Cet après-midi-là, quand Carmen vint la chercher à l’école, Lucía la bombarda de questions. « Maman, que fait un avocat ? » Carmen la regarda, surprise, tandis qu’elles marchaient vers l’arrêt de bus. « Pourquoi tu me demandes ça, mon amour ? » « Juste par curiosité. » « Eh bien, un avocat est une personne qui aide les autres quand ils ont des problèmes avec la loi, quand ils doivent se défendre au tribunal ou faire respecter leurs droits. »
« Et comment on fait pour devenir avocat ? » « Il faut beaucoup étudier, mon amour. De longues années à l’université. C’est très difficile. » Lucía hocha la tête, mais ne dit rien de plus. Dans son esprit, elle planifiait déjà comment étudier pour devenir avocate le plus vite possible.
Ce soir-là, après le dîner, tandis que Carmen faisait la vaisselle, Lucía se rendit dans la chambre de sa mère. Elle savait que les documents importants se trouvaient dans la boîte à chaussures sous le lit. Et, bien qu’elle sût qu’elle ne devait pas fouiller dans les affaires des adultes, elle sentait qu’elle devait comprendre ce qui se passait. Avec un soin extrême, elle tira la boîte et l’ouvrit.

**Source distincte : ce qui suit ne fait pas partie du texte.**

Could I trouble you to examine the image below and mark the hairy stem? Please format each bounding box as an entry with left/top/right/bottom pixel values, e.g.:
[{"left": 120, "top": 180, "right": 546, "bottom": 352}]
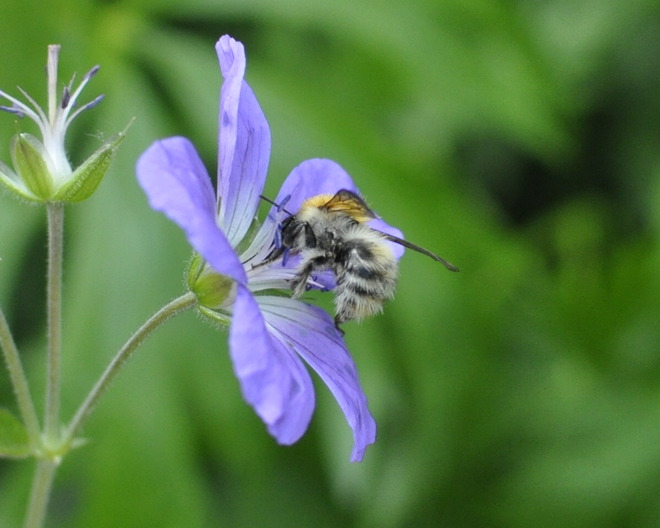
[
  {"left": 44, "top": 202, "right": 64, "bottom": 443},
  {"left": 64, "top": 292, "right": 197, "bottom": 445},
  {"left": 23, "top": 458, "right": 58, "bottom": 528},
  {"left": 0, "top": 308, "right": 40, "bottom": 451}
]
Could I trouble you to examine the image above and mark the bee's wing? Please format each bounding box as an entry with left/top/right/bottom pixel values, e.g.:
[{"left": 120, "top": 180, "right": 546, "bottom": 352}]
[
  {"left": 373, "top": 229, "right": 458, "bottom": 271},
  {"left": 323, "top": 189, "right": 378, "bottom": 222}
]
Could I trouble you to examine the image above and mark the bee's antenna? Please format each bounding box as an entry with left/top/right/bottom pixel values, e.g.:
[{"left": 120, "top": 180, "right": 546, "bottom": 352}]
[{"left": 259, "top": 194, "right": 293, "bottom": 216}]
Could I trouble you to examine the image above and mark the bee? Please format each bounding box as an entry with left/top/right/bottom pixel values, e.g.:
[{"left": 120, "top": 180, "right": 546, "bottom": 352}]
[{"left": 262, "top": 189, "right": 458, "bottom": 329}]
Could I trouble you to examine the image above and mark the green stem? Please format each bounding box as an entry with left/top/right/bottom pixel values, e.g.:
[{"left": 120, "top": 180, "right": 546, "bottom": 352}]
[
  {"left": 64, "top": 292, "right": 197, "bottom": 446},
  {"left": 23, "top": 458, "right": 58, "bottom": 528},
  {"left": 0, "top": 308, "right": 40, "bottom": 450},
  {"left": 44, "top": 202, "right": 64, "bottom": 444}
]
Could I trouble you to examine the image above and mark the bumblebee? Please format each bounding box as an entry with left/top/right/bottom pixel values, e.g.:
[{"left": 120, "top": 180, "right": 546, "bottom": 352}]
[{"left": 264, "top": 189, "right": 458, "bottom": 328}]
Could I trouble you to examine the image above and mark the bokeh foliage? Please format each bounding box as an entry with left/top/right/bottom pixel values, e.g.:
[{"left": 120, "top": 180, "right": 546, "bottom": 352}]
[{"left": 0, "top": 0, "right": 660, "bottom": 528}]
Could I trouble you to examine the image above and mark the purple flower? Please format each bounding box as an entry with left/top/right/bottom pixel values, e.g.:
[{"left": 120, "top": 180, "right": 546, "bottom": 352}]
[{"left": 137, "top": 35, "right": 392, "bottom": 461}]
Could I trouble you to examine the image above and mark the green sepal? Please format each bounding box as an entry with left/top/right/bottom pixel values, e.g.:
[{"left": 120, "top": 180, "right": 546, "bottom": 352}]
[
  {"left": 10, "top": 132, "right": 53, "bottom": 201},
  {"left": 197, "top": 305, "right": 231, "bottom": 328},
  {"left": 0, "top": 409, "right": 30, "bottom": 458},
  {"left": 53, "top": 123, "right": 130, "bottom": 202},
  {"left": 187, "top": 253, "right": 236, "bottom": 309},
  {"left": 0, "top": 161, "right": 42, "bottom": 202}
]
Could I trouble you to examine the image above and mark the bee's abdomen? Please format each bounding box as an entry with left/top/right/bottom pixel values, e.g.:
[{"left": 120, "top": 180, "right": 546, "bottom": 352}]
[{"left": 335, "top": 239, "right": 398, "bottom": 323}]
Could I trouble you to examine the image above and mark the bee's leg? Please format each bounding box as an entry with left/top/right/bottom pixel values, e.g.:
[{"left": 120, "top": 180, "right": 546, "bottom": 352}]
[{"left": 291, "top": 255, "right": 331, "bottom": 299}]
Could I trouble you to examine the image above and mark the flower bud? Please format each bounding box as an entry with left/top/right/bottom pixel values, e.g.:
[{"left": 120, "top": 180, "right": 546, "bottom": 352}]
[
  {"left": 10, "top": 133, "right": 53, "bottom": 201},
  {"left": 188, "top": 254, "right": 236, "bottom": 313}
]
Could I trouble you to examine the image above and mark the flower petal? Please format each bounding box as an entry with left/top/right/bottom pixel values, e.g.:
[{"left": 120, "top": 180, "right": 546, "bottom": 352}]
[
  {"left": 275, "top": 158, "right": 358, "bottom": 213},
  {"left": 136, "top": 137, "right": 247, "bottom": 282},
  {"left": 259, "top": 297, "right": 376, "bottom": 462},
  {"left": 229, "top": 285, "right": 315, "bottom": 445},
  {"left": 215, "top": 35, "right": 270, "bottom": 247}
]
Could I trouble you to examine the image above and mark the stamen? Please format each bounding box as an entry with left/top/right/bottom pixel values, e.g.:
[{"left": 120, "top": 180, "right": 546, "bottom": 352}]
[
  {"left": 0, "top": 105, "right": 25, "bottom": 117},
  {"left": 66, "top": 94, "right": 105, "bottom": 126},
  {"left": 60, "top": 86, "right": 71, "bottom": 110}
]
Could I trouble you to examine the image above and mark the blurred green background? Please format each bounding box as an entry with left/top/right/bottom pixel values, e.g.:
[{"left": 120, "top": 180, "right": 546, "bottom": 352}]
[{"left": 0, "top": 0, "right": 660, "bottom": 528}]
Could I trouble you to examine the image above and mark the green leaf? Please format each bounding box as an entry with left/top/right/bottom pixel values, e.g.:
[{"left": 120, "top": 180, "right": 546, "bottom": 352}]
[
  {"left": 0, "top": 409, "right": 30, "bottom": 458},
  {"left": 54, "top": 123, "right": 130, "bottom": 202}
]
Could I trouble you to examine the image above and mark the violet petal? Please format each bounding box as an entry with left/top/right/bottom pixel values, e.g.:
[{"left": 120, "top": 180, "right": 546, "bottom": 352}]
[
  {"left": 137, "top": 137, "right": 246, "bottom": 282},
  {"left": 259, "top": 297, "right": 376, "bottom": 462},
  {"left": 216, "top": 35, "right": 270, "bottom": 247},
  {"left": 229, "top": 285, "right": 315, "bottom": 445}
]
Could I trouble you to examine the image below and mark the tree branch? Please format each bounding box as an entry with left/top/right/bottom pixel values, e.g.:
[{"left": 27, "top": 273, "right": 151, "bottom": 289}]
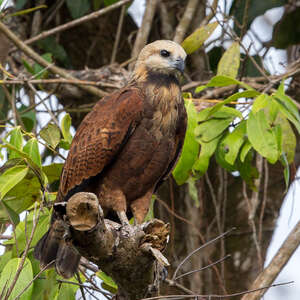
[
  {"left": 0, "top": 22, "right": 106, "bottom": 97},
  {"left": 242, "top": 221, "right": 300, "bottom": 300},
  {"left": 66, "top": 192, "right": 169, "bottom": 299},
  {"left": 9, "top": 0, "right": 132, "bottom": 49},
  {"left": 131, "top": 0, "right": 158, "bottom": 67},
  {"left": 173, "top": 0, "right": 199, "bottom": 44}
]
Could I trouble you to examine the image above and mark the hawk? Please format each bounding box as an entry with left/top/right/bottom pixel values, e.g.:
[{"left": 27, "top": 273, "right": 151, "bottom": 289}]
[{"left": 34, "top": 40, "right": 187, "bottom": 278}]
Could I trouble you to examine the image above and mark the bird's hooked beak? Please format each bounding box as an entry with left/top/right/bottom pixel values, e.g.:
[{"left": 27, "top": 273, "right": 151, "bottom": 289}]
[{"left": 173, "top": 57, "right": 185, "bottom": 74}]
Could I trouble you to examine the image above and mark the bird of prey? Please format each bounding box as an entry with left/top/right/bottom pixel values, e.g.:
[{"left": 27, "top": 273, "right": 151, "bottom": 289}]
[{"left": 34, "top": 40, "right": 187, "bottom": 278}]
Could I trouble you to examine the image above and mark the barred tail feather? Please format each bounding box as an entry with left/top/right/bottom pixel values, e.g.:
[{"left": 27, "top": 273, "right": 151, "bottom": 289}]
[{"left": 34, "top": 220, "right": 80, "bottom": 278}]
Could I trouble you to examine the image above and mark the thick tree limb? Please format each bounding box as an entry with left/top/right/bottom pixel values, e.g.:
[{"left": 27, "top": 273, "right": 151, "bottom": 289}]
[
  {"left": 242, "top": 221, "right": 300, "bottom": 300},
  {"left": 66, "top": 192, "right": 169, "bottom": 299}
]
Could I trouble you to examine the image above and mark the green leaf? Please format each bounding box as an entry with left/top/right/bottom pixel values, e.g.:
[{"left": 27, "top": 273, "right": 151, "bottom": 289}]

À l’intérieur, elle trouva des papiers qu’elle ne comprenait pas entièrement, mais certains mots sautèrent à ses yeux : garde, divorce, audience, tribunal de la famille. Il y avait aussi une lettre d’un avocat adressée à sa mère, indiquant qu’elle devait comparaître à une audience le vendredi suivant. Lucía sentit son cœur s’emballer. Son père voulait retirer la garde à sa mère. Cela signifiait qu’on voulait les séparer.
Rapidement, elle mémorisa toutes les informations importantes : le nom du tribunal, la date de l’audience, le nom de l’avocat de son père. Elle replaça tout exactement comme elle l’avait trouvé. Lorsque Carmen entra dans la chambre pour chercher quelque chose, elle trouva Lucía assise au bord du lit, l’expression extrêmement sérieuse.
« Qu’est-ce que tu fais ici, mon amour ? Tu ne devrais pas être en train de faire tes devoirs ? » « Maman, papa veut te retirer la garde. » Carmen eut l’impression de recevoir un coup de poing dans l’estomac. « Qu’est-ce que tu sais de tout ça ? » « Je sais qu’il y a une audience vendredi. Je sais que papa a un avocat et je sais que tu n’as pas d’argent pour en payer un. »
Carmen s’assit lourdement sur le lit, se sentant vaincue. « Lucía, ce sont des choses d’adultes. Tu n’as pas à t’en préoccuper. » « Mais s’ils veulent me séparer de toi, je dois m’en préoccuper, si. » Des larmes commencèrent à couler sur le visage de Carmen. Pendant des mois, elle avait lutté seule contre la procédure de divorce engagée par Roberto, son ex-mari.